Di solito i compagni di viaggio si scelgono. Io scelgo il Dove o il chi ma raramente con chi. Porto me e questo già mi sembra una presenza ingombrante.
Anche questa volta ho scelto un bagaglio enorme. Non so rinunciare alle camicie e ad un numero infinito di calzini, tutti uguali e diversi fra loro, ma rigorosamente appaiati , come gli innamorati o il Dna.
Ho scelto anche da chi andare e chi salutare. Ma chi doveva sedermi di fianco no.
In realtà ti avevo invitato a far con me questo viaggio, ad aiutare me a liberarmi da alcune antiche zavorre dell’anima.

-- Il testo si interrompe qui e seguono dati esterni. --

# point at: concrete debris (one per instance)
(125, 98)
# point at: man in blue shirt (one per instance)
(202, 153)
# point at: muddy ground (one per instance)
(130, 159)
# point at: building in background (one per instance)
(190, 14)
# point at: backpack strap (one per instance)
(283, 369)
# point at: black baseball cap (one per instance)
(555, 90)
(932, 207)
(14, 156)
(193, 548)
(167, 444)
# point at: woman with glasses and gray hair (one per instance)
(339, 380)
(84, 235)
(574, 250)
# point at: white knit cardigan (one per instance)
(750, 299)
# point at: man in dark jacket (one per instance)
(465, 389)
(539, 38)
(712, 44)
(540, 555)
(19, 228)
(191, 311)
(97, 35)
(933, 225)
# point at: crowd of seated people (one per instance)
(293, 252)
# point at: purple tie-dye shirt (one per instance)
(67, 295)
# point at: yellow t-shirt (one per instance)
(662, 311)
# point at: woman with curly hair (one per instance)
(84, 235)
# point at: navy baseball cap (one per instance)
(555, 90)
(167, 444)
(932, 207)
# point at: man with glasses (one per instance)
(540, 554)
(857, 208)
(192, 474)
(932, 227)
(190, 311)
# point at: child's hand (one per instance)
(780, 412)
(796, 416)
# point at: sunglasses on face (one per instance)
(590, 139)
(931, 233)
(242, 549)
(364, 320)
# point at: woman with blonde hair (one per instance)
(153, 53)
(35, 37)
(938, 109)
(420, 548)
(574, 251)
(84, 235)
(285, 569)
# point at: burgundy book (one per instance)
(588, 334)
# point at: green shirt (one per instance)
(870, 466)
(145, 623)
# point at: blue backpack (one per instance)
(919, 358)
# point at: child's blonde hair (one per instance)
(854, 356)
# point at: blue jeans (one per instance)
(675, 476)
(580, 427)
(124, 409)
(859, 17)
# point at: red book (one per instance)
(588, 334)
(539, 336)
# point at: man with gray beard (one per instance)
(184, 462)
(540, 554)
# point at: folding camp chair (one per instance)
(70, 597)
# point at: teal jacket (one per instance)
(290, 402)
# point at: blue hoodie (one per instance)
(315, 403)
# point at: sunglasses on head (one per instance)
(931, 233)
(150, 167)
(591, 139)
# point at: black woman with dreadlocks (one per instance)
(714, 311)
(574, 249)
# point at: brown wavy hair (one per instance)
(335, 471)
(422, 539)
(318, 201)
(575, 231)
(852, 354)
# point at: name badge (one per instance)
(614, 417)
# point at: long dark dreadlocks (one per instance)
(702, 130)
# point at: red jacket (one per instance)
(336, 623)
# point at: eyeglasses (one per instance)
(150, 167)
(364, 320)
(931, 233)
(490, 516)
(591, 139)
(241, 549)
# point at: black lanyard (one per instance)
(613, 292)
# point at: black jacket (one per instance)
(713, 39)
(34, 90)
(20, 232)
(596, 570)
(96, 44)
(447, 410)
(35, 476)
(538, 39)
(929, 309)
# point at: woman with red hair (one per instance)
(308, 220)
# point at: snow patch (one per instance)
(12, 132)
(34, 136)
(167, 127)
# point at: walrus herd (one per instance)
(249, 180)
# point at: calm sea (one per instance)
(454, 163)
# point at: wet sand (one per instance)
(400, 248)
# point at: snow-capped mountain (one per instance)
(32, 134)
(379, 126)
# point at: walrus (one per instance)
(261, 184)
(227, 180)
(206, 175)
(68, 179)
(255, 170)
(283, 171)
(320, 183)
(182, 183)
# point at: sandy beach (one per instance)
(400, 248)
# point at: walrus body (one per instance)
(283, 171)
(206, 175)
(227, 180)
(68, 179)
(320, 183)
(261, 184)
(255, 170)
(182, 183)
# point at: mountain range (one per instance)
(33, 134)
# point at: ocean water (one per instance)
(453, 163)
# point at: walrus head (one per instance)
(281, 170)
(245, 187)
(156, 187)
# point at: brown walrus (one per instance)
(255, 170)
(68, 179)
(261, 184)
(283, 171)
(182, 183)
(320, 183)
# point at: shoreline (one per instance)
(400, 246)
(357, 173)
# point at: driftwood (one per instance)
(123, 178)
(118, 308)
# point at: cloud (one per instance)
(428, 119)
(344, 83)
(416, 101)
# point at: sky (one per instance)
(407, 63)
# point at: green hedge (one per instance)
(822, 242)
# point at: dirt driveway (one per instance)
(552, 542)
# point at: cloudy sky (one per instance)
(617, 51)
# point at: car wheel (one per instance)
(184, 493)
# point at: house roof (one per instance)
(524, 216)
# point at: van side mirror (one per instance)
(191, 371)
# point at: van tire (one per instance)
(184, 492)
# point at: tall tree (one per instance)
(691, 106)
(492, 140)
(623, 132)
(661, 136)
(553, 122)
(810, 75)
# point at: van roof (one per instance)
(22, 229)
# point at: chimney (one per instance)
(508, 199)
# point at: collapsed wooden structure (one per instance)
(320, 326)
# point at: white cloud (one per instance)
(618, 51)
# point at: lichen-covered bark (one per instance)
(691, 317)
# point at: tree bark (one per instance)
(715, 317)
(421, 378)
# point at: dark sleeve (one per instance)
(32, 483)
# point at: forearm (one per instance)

Avevo Bisogno che Colapesce respirasse per un po’ pirma di tornare in apnea, che Chiscotte la smettesse di combattere contro i mulini a vento e che io avessi te con cui far riposare l’anima.
Mi hai sorriso, ma oggi son sola. Son sola col tuo sorriso che si è forzatamente posato sul mio.
Allora presto il fianco al fato ed ecco che al mio fianco( quello reale) si materializza una ragazzina col profumo di donna non ancora sbocciata, dalle labbra fiorite su un viso ancora acerbo e liscio, che non conosce rughe o acne. Un giovanissimo angelo di Lyon che dorme e mentre dorme sorride. Io…io la guardo e sorrido: abbiamo le stesse scarpe e quasi trent’anni a separarci. Lei è la me del passato.
Stringe un libro tra le mani quasi a temere un furto malandrino. Ha capito che possiede un tesoro. Io ho capito che la bellezza circonda, discreta e silenziosa, ogni attimo.
Guardo dal finestrino e lascio che i pensieri si perdano in questo nostrano meridionale Kanyon. Penso, spero, che il pensiero di te, di noi che fummo, di noi che forse saremo, di noi che siamo già state, si incastri tra questo brullo e aspro deserto di rocce.
Aspro come te, brullo come te, essenziale come te, dove ogni imperfezione è perfetta. Qui ogni collina, ogni sasso, ogni magro ramo è nel giusto posto. Dio, o chi per lui, ha fatto un buon lavoro.
Continuo a guardar fuori dal finestrino e a guardar dentro te. Mi sento un gastroenterologo della tua anima. Mi hai consegnato la mappa senza che te la chiedessi e adesso io mi perdo. Mi perdo in me, che conosco da sempre ma capisco da mai.
Dodici ore di viaggio in pullman non sarebbero facili nemmeno con Freud accanto ad aiutarti a sciogliere nodi cosi fastidiosi, figuriamoci con una ragazzina e la sua nuca, la tua nuca.
La tua nuca, dove avevo scritto un nuovo destino che a te non è piaciuto.
Giovane fanciulla sconosciuta, tu scrivi il tuo destino e mettici tutto il coraggio che alla tua età è ancora imprudenza. Lo stesso che ci metterò io ad attraversare questo mare il cui orizzonte ha un limite, non tende all’infinito. Se sarò brava come Gesù a camminare sulle acque e a raggiungere la meta, forse capirò se la vita è reale o una illusione.
In fondo si tratta solo di saggia ammirazione…di sogni e illusioni, che sono i viaggi migliori.